Passing on all my secrets?
I snarled at him.
Jodi,
try not to be a prick to everyone, okay? Hermi’s trying to help. Tell him about Neim.
Why don’t you, since I don’t have any privacy
.
He sighed and walked over to another chair, some distance from me, his expression a mixture of worry and irritation. He said nothing more, keeping up a steady stare until I gave in and turned to Hermi.
“Tell me about the man who died, Jodi. Not a friend? A patient?”
“Yes, a patient. He killed himself when I tried to help him. I have no idea why. I gave him a chance to live a halfway normal life and he killed himself.”
I covered my head with my hands, that awful morning suddenly so fresh in my mind. One would think after everything that had happened since then, Neim’s death would have faded a bit. It hadn’t.

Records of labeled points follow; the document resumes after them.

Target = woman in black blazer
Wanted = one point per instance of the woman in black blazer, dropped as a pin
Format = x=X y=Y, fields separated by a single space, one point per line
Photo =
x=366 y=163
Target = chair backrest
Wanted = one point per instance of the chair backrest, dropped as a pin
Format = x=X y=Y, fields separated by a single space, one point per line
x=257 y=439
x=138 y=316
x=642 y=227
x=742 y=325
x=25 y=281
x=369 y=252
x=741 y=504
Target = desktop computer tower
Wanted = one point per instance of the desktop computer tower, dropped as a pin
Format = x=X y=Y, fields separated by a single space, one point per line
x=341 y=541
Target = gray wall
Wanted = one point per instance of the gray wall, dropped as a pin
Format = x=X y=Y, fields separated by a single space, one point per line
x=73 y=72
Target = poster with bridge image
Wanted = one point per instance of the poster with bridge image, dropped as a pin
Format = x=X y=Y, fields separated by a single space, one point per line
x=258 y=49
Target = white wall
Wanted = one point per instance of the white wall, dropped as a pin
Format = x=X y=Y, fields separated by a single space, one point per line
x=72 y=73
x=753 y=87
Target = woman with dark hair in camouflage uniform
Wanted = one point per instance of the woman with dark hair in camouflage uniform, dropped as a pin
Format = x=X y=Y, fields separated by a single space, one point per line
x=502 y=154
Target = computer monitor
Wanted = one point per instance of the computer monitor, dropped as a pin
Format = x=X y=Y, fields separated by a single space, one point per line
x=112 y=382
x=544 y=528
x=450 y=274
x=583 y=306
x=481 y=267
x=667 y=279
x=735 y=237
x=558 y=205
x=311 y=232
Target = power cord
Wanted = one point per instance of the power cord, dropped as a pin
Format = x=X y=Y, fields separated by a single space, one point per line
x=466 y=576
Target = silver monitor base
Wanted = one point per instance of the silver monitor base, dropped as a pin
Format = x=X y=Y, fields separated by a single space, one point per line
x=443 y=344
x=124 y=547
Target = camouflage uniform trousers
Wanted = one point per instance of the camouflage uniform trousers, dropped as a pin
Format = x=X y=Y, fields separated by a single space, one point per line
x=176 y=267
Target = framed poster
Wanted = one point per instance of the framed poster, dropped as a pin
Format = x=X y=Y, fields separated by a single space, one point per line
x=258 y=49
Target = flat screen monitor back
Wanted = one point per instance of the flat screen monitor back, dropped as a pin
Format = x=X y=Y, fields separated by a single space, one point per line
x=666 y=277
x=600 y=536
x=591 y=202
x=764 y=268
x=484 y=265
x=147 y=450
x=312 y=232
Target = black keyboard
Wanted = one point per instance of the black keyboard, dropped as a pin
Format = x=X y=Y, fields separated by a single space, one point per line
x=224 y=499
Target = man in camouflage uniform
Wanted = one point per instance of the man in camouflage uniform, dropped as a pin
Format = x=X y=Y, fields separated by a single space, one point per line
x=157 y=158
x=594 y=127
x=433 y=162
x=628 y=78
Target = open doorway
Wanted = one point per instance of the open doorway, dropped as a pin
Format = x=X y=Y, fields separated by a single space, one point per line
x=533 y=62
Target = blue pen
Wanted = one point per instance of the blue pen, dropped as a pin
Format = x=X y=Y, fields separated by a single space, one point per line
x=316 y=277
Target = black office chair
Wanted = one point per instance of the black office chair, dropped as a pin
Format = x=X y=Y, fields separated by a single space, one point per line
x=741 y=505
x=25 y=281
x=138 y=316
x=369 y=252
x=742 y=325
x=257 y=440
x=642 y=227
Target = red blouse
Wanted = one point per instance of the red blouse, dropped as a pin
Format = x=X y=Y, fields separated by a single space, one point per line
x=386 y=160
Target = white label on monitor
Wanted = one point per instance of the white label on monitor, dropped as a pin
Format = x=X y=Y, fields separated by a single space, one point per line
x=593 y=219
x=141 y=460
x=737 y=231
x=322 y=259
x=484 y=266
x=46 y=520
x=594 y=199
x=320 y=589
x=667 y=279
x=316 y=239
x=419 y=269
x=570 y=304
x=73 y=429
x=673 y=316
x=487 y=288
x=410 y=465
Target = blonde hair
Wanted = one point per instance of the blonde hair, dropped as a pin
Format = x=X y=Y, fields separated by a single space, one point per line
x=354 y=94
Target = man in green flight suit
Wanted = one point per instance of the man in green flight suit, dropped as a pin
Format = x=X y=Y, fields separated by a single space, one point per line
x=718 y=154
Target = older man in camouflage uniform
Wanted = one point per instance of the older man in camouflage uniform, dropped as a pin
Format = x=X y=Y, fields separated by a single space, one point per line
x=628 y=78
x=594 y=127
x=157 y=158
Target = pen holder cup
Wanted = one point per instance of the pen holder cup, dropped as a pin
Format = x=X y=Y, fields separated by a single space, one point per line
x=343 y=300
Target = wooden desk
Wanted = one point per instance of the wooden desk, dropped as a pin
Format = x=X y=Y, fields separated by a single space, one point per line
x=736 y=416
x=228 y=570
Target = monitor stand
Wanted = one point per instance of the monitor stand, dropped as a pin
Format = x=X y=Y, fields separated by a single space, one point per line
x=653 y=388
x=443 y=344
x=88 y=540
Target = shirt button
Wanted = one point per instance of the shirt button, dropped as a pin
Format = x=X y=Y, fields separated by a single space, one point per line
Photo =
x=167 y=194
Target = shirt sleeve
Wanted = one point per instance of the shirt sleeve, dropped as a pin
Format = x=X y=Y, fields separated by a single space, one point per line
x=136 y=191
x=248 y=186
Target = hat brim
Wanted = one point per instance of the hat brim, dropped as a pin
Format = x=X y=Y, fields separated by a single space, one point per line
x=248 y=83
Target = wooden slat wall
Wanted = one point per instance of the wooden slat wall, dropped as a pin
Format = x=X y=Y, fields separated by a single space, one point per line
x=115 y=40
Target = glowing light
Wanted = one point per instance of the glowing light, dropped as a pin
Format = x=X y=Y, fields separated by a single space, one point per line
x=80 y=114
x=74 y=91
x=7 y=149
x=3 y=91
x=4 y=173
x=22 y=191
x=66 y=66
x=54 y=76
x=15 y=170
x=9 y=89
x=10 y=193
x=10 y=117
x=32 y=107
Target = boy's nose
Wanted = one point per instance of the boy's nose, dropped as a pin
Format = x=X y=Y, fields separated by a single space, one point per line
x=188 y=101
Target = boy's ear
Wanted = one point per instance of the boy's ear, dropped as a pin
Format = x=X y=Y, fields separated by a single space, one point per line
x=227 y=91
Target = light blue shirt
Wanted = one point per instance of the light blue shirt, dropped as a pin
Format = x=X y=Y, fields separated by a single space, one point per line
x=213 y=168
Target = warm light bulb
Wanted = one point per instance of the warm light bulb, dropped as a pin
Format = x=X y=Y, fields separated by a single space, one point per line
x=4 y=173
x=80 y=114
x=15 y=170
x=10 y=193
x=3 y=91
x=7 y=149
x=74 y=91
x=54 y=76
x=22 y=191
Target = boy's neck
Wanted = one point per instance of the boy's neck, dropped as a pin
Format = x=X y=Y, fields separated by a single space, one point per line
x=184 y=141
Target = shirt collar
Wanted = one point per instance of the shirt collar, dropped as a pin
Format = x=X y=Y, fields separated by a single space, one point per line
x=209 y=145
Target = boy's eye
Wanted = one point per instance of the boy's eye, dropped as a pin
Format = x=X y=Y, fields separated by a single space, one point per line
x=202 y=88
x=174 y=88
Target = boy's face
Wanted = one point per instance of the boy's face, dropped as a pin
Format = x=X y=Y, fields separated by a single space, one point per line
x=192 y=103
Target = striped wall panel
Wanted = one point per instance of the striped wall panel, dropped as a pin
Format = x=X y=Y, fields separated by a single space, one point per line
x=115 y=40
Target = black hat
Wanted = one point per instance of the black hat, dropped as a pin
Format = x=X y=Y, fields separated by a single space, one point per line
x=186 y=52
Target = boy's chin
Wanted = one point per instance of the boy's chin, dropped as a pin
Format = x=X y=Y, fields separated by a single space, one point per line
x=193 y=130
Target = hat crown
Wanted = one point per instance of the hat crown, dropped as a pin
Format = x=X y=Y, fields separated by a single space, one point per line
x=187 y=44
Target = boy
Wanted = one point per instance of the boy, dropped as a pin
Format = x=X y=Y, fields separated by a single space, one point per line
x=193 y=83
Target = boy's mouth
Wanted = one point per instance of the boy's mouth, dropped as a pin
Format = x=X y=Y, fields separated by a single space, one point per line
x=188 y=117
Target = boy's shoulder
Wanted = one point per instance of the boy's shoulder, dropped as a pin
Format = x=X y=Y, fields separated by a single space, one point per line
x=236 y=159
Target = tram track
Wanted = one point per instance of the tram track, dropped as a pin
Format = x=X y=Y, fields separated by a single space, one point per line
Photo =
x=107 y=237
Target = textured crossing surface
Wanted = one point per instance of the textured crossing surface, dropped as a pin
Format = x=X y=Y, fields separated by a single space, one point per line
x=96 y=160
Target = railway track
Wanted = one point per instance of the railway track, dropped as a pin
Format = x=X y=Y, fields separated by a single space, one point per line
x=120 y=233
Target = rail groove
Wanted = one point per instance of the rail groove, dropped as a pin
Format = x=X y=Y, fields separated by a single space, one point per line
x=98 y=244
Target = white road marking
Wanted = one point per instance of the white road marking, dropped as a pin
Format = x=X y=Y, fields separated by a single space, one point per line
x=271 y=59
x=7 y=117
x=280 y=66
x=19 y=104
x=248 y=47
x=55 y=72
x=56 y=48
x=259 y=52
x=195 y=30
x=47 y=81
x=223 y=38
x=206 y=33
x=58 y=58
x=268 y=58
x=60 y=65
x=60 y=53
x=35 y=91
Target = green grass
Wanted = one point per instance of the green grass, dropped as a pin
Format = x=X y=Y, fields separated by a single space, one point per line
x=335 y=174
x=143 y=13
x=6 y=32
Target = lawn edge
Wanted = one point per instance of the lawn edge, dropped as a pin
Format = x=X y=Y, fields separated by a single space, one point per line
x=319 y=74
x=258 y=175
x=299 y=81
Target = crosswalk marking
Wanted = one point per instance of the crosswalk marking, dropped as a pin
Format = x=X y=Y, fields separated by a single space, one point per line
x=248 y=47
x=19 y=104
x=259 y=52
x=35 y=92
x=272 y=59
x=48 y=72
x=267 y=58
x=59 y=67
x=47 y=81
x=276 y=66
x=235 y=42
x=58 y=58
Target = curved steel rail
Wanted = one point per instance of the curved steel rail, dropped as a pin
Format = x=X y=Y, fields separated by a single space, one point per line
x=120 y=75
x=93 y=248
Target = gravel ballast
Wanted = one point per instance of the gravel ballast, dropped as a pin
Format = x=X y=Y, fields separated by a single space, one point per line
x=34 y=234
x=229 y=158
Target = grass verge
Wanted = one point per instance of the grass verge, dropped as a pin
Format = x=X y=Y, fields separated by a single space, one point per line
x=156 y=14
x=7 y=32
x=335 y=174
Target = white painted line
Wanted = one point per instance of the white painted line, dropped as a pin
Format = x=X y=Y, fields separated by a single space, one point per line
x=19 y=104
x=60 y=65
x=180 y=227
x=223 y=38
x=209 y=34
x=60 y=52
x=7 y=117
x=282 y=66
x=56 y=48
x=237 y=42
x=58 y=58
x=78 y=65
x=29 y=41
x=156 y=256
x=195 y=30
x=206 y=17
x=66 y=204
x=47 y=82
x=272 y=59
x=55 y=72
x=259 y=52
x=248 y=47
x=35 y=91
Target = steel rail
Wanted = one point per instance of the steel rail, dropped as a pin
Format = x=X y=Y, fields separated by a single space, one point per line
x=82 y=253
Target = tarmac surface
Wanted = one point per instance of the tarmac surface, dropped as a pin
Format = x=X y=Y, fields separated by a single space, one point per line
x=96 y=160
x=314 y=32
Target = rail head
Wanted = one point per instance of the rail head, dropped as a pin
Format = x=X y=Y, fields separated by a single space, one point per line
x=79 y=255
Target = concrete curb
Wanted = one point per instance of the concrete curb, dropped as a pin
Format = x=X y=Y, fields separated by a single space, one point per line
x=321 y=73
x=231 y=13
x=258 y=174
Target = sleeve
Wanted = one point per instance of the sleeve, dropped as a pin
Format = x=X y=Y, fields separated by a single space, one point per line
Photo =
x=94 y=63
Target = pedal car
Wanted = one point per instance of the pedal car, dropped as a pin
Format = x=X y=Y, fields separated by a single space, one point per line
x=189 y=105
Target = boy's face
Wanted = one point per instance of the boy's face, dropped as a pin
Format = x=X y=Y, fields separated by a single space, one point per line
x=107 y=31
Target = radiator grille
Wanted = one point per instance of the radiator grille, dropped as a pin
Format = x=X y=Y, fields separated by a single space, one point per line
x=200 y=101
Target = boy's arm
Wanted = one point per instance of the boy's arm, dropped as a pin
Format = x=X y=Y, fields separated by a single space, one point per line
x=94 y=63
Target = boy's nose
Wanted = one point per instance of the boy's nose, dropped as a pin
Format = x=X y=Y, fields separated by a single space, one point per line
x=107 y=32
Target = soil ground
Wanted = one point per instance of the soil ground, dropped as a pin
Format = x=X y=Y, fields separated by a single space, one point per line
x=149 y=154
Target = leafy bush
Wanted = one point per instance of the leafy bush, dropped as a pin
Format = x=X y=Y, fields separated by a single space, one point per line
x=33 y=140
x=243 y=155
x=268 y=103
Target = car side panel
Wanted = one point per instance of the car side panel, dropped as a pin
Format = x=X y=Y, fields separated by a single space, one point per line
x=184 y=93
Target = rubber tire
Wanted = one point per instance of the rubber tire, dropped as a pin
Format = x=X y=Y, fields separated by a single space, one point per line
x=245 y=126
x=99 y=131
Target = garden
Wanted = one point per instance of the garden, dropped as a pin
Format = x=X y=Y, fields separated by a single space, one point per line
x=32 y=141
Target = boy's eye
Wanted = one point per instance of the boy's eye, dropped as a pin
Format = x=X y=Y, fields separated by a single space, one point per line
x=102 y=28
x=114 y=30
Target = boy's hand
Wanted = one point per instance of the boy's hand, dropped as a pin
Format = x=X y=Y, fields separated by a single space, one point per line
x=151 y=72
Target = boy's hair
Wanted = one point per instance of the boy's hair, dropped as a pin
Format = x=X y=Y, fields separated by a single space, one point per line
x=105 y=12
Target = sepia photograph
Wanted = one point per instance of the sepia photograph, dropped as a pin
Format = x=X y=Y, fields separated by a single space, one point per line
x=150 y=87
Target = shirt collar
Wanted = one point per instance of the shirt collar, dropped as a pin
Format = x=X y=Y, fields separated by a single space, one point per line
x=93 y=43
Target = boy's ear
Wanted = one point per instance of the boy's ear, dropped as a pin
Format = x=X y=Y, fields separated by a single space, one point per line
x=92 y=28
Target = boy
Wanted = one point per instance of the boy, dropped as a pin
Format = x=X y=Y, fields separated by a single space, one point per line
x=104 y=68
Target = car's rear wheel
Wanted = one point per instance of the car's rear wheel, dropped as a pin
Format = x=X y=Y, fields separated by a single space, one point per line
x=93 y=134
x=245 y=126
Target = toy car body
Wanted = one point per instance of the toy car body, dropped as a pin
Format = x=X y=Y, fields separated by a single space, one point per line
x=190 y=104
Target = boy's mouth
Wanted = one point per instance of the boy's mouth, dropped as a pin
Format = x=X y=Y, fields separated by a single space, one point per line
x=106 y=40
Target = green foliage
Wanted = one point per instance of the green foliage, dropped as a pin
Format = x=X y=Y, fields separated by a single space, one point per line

I heard Hermi move, then felt him settle next to me, his hand on my arm. Almost instantly the grief and anger faded back to bearable levels. I looked up and glared. “My feelings are my own. You don’t have the right to change them.”
His face, screwed up in pain, relaxed. He lifted his hand and moved back to his armchair. “I'm sorry. I have difficulty watching someone suffer.”
I felt better for what he’d done, so it was hard to maintain my anger. “All right. But in future, ask. I need to be able to choose.”
“Yes, you do. I apologise,” he said, with one of his little bows. “Can you talk about your patient? Why should his spirit linger?”
“It won’t because there are no such things as ghosts.”